The second set of challenges involves the role of democracies. How can democratic states react against authoritarian regimes’ attempts to restrict and punish the use of ICTs for political purposes? What ought democratic states do?
As a first response, US Secretary of State Hillary Clinton announced the US would put up 45 million dollars in a venture-capital style approach to help technically-savvy activists fight internet repression.
[6] In addition to providing funding a lot more needs to be done in terms of securing freedom of access to ICTs, providing technical assistance, and developing an international regulatory framework.

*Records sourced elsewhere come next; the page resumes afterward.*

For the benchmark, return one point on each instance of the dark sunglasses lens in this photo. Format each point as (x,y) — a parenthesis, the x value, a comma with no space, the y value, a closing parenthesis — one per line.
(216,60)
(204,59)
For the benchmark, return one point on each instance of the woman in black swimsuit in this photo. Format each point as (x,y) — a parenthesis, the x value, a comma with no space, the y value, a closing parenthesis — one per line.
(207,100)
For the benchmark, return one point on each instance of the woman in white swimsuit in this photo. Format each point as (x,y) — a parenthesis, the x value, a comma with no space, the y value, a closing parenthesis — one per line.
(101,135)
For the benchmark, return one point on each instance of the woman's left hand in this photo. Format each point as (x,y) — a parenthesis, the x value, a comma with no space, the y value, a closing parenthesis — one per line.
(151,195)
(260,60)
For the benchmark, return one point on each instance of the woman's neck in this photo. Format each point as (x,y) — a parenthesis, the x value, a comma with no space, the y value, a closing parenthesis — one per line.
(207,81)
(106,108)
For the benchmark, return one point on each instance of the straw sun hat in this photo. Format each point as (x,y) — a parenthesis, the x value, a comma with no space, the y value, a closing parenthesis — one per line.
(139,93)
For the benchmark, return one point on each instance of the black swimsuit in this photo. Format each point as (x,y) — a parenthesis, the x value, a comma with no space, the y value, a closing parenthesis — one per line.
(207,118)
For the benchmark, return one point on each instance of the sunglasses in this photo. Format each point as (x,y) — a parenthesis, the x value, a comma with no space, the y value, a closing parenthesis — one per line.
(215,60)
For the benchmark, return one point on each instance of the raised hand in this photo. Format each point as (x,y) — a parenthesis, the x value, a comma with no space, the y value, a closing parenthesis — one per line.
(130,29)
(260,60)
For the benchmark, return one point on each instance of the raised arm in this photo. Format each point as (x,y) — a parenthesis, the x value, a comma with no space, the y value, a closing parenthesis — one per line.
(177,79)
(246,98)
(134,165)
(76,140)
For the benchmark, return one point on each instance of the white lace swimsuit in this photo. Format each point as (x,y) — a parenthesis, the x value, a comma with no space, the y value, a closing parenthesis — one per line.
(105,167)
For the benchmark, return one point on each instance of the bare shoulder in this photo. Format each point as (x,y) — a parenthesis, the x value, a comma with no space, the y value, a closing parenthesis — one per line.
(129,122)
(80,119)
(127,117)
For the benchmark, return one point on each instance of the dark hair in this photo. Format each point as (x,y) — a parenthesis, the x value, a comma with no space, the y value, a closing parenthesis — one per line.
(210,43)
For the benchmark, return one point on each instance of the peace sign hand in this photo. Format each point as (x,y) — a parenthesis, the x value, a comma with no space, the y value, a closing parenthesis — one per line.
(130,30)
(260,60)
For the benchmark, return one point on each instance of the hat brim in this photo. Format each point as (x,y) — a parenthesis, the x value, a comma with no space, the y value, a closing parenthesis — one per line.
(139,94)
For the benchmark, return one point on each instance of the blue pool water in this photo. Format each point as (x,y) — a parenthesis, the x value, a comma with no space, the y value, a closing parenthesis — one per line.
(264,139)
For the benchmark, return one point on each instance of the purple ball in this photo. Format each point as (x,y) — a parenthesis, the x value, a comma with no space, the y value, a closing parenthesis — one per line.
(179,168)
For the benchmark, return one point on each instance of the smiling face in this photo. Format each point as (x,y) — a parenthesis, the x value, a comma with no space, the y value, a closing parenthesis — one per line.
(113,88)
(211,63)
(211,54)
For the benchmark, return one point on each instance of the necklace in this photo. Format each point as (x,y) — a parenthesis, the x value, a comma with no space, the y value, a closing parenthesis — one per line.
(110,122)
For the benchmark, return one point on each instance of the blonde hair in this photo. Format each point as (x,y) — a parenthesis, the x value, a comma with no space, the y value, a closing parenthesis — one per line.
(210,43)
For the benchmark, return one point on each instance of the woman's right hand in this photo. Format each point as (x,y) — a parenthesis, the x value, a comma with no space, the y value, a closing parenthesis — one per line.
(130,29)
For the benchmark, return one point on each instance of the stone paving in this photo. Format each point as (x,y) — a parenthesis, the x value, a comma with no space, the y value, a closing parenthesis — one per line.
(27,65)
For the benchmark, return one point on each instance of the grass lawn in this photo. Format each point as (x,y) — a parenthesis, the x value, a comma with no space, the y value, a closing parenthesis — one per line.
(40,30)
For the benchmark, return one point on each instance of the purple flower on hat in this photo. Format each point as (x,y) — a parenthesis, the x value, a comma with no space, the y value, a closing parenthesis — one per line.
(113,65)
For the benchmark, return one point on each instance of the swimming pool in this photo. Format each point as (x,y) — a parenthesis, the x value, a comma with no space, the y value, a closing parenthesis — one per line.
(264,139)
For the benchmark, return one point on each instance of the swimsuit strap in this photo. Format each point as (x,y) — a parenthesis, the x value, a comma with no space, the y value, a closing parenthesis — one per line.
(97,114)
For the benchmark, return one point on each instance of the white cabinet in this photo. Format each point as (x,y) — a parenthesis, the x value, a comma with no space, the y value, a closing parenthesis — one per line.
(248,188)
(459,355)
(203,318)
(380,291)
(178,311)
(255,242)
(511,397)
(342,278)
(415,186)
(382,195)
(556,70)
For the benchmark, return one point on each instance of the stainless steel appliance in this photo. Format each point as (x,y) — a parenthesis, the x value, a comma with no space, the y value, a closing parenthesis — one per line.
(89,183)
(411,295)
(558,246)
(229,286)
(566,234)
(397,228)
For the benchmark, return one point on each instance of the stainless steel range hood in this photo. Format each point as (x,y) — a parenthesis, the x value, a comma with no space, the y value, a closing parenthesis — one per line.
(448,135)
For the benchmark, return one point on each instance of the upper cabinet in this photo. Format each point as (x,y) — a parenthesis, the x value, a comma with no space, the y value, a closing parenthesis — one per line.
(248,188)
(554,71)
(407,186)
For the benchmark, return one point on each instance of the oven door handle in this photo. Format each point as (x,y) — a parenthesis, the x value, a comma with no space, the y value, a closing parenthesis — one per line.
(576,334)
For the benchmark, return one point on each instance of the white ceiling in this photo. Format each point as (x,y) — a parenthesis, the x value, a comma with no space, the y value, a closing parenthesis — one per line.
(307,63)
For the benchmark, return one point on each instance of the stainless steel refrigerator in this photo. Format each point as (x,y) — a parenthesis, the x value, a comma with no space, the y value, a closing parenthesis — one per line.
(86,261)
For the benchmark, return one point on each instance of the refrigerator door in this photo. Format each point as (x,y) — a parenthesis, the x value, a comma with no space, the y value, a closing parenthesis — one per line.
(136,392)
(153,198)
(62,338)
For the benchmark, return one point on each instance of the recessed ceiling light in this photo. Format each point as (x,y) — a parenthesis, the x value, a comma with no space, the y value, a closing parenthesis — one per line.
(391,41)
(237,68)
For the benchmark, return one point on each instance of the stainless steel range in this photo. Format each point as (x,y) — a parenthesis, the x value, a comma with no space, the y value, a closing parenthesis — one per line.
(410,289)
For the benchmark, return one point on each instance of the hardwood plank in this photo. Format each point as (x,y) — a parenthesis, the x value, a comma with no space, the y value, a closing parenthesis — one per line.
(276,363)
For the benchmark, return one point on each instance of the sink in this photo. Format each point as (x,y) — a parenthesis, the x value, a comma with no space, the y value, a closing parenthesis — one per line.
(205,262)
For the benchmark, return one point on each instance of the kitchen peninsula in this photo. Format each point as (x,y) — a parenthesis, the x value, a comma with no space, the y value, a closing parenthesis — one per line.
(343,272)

The transformative potential of liberation technology is significant. Indeed, the new technologies that are available today (or that are in the making), offer new possibilities for human freedom and for political action. ICTs can expand freedom of expression and freedom of assembly, they can promote knowledge, transparency and the pluralism of ideas, they can contribute to deepening democracy and improving governance, they can empower civil society actors and enhance economic development. There are of course limits and costs. As Larry Diamond has pointed out, there: “There are fine lines between pluralism and cacophony, between advocacy and intolerance, and between the expansion of the public sphere and its hopeless fragmentation.”
[7]Nonetheless, if liberal democracies support internet freedom then tough choices lie ahead in order to develop more effective, more intense and more elaborate policies to stand up for the protection of activists and citizens who turn to the internet as a tool through which to fight for their freedom and democracy.